Our National Language

Feed by Kumar Sanu Cat- Essay

Hindi is our national language and English has been retained as an Associate National Language, due to its insistent and persistent demand from South India where the people in Tamil Nadu, Andhra Pradesh, Karnataka and Kerala, do not properly understand Hindi and they do not want that Hindi should be imposed on them, which is a language of the North and not of the South. In the beginning, it was planned to retain English for ten years as lingua franca—language used for general communication in the country—but now it has been declared as and Associated National Language and is being retained indefinitely until Hindi does indeed become the true National Language.

Hindi is indeed the National Language adopted by the Constituent Assembly soon after the achievement of independence in 1947. But millions in India still do not know Hindi. It is because it has been made difficult by the introduction of Sanskrit terms in it. The conception of Mahatma Gandhi and Subhash Chandra Bose of Hindi as a national language was that of Hindustani—a mixture of Hindi and Urdu. But over the years Hindi has become very much Sanskritized. Purshottamlal Tandon, the U.P. Leader, was responsible for this form of Hindi.

Over the years Hindi has been made so difficult that many people from Uttar Pradesh, where it is the mother tongue, do not properly understand it. Then I was teaching in Ghaziabad. In examination many students sought my help by explaining to them the meaning of question given in Hindi.

Hindi was their mother tongue and they could not understand the question papers which were set in Hindi. Of course, I could not help them because I cannot read Hindi, although I can speak it. I do not understand many of its highly Sanskritized terms. In fact, hardly any student sought my help in understanding question papers in English which was my subject, and students of U.P. understood English question papers better than Hindi question papers. Is that not ironical?

In fact Mr. Jawaharlal Nehru the Prime Minister of India, once said "I do not understand the address in Hindi which are presented to me."

That is the real trouble with our national language. There is too much of Sanskrit introduced in it. If we want to make it a national language, it should be simplified and lowered to the level of Hindustani—a mixture of Hindi and Urdu—as Mahatma Gandhi and Subhash Chandra Bose had suggested. Subhash Chandra Bose in fact went even further and suggested that Hindi should be written in the Roman Script. If Hindi is simplified and written in the Roman Script, it will be easily accepted by South India as the national language of India and there will be no need for English to be an Associate National Language.

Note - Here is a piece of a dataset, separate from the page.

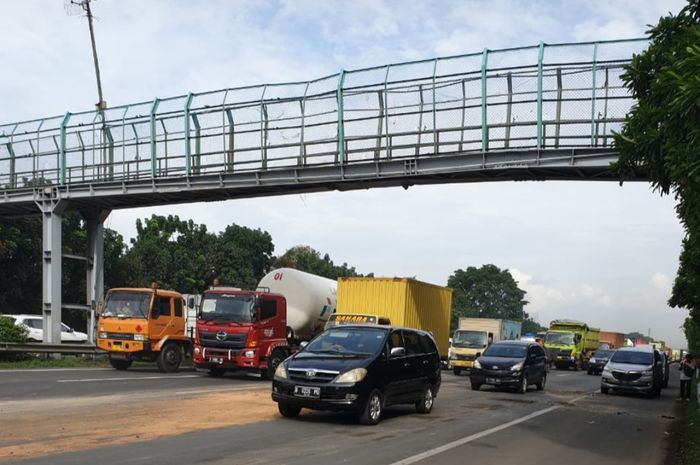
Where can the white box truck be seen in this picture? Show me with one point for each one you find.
(473, 335)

Government of India is spending crores of rupees every year on the popularization of Hindi in the country but it is so much money going down the drain, because common people cannot understand the Sanskrit terms introduced by the Hindi scholars and academician, to show their scholarship. Let us simplify Hindi and introduce in Roman Script as Subhash Chandra Bose had suggested.

"If China, Japan and Turkey introduce Roman Script", said Subhash Chandra Bose, "Why not India? The Chinese, the Japanese and the Turkish language are far more difficult than Hindi."